Park Fellows alumni spotlight: Kenyattah Robinson, MBA ’06
Kenyattah Robinson recalls a quiet moment during his Park Program cohort’s initial retreat in the fall of 2006. “We were asked to walk silently into the woods for 30 minutes to reflect, quell all the mental “noise,” and to just be in the moment,” he recalled. “Leadership starts from within.”
Knowing yourself and how to “flex” across stylistic differences is instrumental toward seeing situations from multiple perspectives and making effective decisions. “Understanding your interpersonal leadership style and its impact on others is critical to responding appropriately to whatever situation you’re in and building more collaborative relationships” he says.
In April 2016, Robinson brought his own style of adaptive leadership to the Mount Vernon Triangle Community Improvement District in Washington, D.C., as its president and CEO. “Being a leader within the context of the District of Columbia—said to be the world’s most powerful city—was a great opportunity for me to apply skills from my previous life toward this position,” says Robinson, who took his current role after a decade rising through the ranks at the global real estate firm Jones Lang LaSalle.
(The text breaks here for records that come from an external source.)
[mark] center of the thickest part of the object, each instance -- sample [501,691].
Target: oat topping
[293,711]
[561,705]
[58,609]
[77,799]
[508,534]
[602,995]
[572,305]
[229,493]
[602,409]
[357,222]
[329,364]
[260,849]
The multidisciplinary toolbox he amassed at Johnson provided Robinson with solid foundation for the daily challenges he faces in this new management role. “You have to be adept at not only the financial and strategic components—the hard skills—but also the softer, more qualitative skills that often go overlooked but are arguably more critical to the success of any effort: being able to influence people within and external to your organization, and even your board of directors.”
This role also allows Robinson to give back to the Mount Vernon Triangle community in which he resides. “Whether it’s working with a council-member or the mayor on a policy matter, or developing activation and financing plans for a green-space, or advocating for pedestrian-safety enhancement for a major street: if those activities help move the needle in terms of improving someone’s quality of life, I feel like I’ve done my job,” says Robinson.
Beyond contributing on the job, Robinson actively helps young people, mentoring them and helping them make useful connections. “I have been the beneficiary of the kindness and goodness of many throughout my life,” he says. “What good have I done if I haven’t done my best to help others achieve their goals?”